The announcement came late this afternoon that after 21 years (20 of which the Islanders actually played), Howie Rose was leaving his position as the television play-by-play voice of the Isles.
I first met Howie in the Coliseum press box when I was just 18 years old, although I had heard his voice for years via SportsPhone (Kids, ask your parents). We first worked together on an Islander – Ranger preseason game for SportsChannel on October 2, 1995. Ed Westfall was his partner for the first three seasons; Joe Micheletti, Billy Jaffe, and Butch Goring would follow. Each of his partners benefited from Howie’s ability to set up their analysis; viewers might not always notice it, but I certainly did.
Howie was 18 when the Isles played their first game and in part because of that, and the Islanders’ willingness to credential him at a young age, he has a great memory of some of the early days in Islander history (I was only 8, so many of my “memories” of the first two seasons come from research).
I always felt that Howie was under-appreciated by a certain segment of the team’s fan base. Part of it had to do with his previous experience with the Rangers, part of it was because he replaced Jiggs McDonald, but perhaps the bigger part had nothing to do with Howie at all – he broadcast a team that for many of those years just wasn’t very good.

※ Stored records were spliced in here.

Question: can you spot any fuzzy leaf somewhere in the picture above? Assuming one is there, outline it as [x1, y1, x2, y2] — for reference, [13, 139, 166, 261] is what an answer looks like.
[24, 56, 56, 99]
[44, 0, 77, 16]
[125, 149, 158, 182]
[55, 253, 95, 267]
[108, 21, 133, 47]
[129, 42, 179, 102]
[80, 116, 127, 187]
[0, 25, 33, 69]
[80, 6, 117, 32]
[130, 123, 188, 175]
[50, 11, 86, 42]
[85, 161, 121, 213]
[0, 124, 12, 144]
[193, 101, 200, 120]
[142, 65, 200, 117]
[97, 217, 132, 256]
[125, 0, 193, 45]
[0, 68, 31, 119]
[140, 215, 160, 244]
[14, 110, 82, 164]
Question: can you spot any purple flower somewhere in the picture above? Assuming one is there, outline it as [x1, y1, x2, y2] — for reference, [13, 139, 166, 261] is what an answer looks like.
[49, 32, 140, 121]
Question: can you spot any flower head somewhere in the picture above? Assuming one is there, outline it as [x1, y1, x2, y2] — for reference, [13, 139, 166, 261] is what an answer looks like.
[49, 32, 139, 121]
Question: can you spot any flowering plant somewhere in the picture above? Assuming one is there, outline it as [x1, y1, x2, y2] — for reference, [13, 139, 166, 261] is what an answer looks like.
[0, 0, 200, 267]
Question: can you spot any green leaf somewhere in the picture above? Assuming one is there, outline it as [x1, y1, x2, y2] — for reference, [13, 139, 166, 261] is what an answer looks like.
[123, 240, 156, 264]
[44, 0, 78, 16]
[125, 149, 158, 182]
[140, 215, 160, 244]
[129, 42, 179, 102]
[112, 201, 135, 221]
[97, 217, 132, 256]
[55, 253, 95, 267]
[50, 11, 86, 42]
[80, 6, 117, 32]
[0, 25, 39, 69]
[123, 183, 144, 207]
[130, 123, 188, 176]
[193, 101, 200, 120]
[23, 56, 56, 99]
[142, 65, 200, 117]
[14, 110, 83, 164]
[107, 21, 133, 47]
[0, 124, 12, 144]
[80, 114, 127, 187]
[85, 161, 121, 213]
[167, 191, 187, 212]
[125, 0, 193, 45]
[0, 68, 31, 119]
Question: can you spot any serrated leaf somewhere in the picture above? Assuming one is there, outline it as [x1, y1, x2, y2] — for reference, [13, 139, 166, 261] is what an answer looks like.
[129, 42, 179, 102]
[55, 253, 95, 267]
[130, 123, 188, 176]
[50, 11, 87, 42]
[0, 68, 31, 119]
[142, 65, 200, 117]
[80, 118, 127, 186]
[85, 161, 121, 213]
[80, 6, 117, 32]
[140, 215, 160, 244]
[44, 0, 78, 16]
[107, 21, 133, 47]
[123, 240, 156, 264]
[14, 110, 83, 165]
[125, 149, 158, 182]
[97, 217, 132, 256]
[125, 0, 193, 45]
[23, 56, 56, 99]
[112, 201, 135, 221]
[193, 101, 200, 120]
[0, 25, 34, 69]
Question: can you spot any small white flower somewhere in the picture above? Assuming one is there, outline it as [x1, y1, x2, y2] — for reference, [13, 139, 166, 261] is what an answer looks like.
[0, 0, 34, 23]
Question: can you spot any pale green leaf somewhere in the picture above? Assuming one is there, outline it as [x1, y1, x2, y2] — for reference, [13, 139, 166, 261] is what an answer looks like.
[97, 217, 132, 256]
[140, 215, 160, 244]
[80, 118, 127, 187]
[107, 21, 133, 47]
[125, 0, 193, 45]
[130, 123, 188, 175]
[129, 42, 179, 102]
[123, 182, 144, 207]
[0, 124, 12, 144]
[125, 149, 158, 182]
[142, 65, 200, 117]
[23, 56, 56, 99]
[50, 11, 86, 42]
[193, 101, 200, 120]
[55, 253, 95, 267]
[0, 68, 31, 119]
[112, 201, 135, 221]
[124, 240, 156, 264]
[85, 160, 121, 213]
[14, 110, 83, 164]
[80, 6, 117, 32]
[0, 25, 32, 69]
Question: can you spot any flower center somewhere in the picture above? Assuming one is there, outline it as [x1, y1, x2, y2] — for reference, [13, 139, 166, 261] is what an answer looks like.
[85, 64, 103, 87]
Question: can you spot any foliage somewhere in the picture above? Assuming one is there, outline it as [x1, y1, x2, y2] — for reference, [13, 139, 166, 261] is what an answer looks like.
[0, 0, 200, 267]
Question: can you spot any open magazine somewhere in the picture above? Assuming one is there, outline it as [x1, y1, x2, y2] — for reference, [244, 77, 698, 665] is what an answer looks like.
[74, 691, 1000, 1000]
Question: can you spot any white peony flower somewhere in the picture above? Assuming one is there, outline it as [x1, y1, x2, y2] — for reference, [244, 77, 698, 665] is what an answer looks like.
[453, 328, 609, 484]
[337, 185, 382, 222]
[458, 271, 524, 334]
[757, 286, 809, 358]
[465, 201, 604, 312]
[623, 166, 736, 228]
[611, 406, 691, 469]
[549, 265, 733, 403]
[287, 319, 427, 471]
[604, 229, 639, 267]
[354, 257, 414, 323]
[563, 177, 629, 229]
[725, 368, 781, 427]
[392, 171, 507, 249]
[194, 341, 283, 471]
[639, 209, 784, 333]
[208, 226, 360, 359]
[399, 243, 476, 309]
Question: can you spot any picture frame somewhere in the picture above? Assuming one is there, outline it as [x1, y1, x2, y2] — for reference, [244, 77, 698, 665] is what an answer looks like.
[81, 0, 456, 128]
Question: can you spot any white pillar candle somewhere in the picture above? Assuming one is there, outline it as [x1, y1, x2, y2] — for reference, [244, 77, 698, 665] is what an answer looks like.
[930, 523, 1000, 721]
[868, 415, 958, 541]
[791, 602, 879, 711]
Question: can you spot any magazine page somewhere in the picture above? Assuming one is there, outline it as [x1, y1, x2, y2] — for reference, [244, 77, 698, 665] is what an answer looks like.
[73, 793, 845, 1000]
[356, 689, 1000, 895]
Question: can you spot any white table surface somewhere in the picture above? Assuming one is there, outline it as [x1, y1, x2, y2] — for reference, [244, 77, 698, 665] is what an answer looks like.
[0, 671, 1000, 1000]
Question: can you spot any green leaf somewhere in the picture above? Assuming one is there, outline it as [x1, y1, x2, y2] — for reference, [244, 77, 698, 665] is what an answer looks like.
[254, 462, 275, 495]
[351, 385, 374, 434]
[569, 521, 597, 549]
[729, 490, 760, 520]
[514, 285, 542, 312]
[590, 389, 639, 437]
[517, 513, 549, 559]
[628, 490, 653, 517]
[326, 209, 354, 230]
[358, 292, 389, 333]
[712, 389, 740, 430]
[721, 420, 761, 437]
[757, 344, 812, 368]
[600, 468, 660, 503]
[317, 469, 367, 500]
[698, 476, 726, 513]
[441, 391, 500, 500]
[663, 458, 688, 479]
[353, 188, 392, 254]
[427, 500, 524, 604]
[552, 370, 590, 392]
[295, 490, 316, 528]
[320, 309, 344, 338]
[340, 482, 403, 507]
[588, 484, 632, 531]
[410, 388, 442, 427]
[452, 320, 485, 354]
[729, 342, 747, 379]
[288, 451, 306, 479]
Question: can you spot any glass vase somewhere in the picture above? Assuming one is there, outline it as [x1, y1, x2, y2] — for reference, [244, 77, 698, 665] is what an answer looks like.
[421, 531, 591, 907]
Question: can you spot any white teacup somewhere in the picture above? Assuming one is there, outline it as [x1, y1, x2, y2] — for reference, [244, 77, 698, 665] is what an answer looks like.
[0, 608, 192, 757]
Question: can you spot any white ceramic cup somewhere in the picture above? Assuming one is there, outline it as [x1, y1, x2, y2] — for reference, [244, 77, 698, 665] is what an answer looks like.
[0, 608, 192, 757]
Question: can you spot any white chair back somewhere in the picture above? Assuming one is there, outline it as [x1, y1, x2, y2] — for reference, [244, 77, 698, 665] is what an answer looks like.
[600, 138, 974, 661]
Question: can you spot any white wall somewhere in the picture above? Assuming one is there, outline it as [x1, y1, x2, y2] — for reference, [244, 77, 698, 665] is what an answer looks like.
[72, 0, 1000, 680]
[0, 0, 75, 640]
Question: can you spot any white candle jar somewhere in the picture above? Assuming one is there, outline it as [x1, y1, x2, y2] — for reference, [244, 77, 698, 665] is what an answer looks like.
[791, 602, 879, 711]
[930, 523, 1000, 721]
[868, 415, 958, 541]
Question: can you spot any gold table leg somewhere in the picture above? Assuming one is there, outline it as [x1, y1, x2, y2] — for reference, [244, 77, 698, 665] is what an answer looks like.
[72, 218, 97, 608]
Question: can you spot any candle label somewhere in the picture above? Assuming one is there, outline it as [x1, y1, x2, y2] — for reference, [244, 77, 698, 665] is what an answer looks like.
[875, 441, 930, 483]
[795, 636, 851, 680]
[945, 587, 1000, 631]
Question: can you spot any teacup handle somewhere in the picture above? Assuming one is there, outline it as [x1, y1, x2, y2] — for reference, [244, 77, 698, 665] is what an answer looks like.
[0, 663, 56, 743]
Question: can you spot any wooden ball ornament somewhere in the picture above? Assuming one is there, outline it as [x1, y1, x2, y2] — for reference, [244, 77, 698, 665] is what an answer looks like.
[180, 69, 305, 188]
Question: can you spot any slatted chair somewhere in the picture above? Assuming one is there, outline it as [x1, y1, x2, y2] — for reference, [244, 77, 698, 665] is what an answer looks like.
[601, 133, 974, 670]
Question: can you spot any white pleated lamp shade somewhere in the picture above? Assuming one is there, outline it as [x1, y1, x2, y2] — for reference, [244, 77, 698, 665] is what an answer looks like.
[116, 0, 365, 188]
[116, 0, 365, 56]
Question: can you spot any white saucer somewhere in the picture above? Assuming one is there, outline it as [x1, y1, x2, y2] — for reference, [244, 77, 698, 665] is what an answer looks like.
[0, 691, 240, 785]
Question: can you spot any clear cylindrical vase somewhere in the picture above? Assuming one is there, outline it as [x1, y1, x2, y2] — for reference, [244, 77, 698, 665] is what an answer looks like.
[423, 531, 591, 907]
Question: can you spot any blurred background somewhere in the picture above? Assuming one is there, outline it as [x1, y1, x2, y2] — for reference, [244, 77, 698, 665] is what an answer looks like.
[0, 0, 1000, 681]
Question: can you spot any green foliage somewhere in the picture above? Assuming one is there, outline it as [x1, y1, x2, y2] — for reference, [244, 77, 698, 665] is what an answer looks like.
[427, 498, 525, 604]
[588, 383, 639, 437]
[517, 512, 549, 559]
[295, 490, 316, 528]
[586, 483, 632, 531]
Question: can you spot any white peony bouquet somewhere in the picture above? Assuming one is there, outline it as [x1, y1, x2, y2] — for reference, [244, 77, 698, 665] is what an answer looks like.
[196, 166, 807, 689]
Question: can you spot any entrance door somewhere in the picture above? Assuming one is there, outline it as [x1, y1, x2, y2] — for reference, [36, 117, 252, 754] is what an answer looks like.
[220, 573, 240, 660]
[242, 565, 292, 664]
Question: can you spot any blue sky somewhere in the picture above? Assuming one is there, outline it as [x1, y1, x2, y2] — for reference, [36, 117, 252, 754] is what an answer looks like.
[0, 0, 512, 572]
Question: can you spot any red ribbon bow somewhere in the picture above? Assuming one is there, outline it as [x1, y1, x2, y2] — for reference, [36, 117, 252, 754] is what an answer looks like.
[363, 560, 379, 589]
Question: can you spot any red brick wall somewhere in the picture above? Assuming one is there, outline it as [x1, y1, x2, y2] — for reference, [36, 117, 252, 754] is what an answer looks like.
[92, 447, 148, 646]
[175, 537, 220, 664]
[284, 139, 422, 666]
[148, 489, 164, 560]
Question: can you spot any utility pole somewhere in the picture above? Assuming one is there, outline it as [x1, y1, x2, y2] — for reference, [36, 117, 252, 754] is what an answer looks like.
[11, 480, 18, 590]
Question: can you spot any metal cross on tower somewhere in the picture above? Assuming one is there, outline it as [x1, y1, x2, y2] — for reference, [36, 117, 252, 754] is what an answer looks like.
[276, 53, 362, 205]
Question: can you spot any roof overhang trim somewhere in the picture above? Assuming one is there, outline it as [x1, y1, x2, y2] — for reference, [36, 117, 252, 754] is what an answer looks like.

The Islanders played over 1,650 regular season and post-season games in the years that Howie called their games; he called three remarkable Islander overtime wins in his last eight days on the job. They were the only Islander playoff overtime goals he ever called (Doc Emrick called John Tavares’ OT winner last season). When Tavares’ goal in game six ended the Islanders 23-year playoff series drought, other than my kids, I was happiest for Howie finally getting the chance to call it.
Among the things I’ll remember most were some of his great on-the-fly commentaries like “housebound agraphobe." They were direct, and right on point.
Over the past 34 years, I’ve often said I’ve had the best seat in the house – for the last 21 years that seat was directly to the left of Howie Rose, who has called the play-by-play of more Islander games than anyone else. Whoever takes his seat in October will have big shoes to fill.
Getting to the Hall of Fame in one sport is nearly impossible, the odds of getting there in two sports are nearly incalculable (even by an actuary). Here’s hoping to Howie one day being honored with both a Foster Hewitt Memorial Award and a Ford C. Frick Award.
Best wishes to Howie and Barbara, and to Alyssa and Chelsea. That’s one great run that we can now Put (It) In The Books!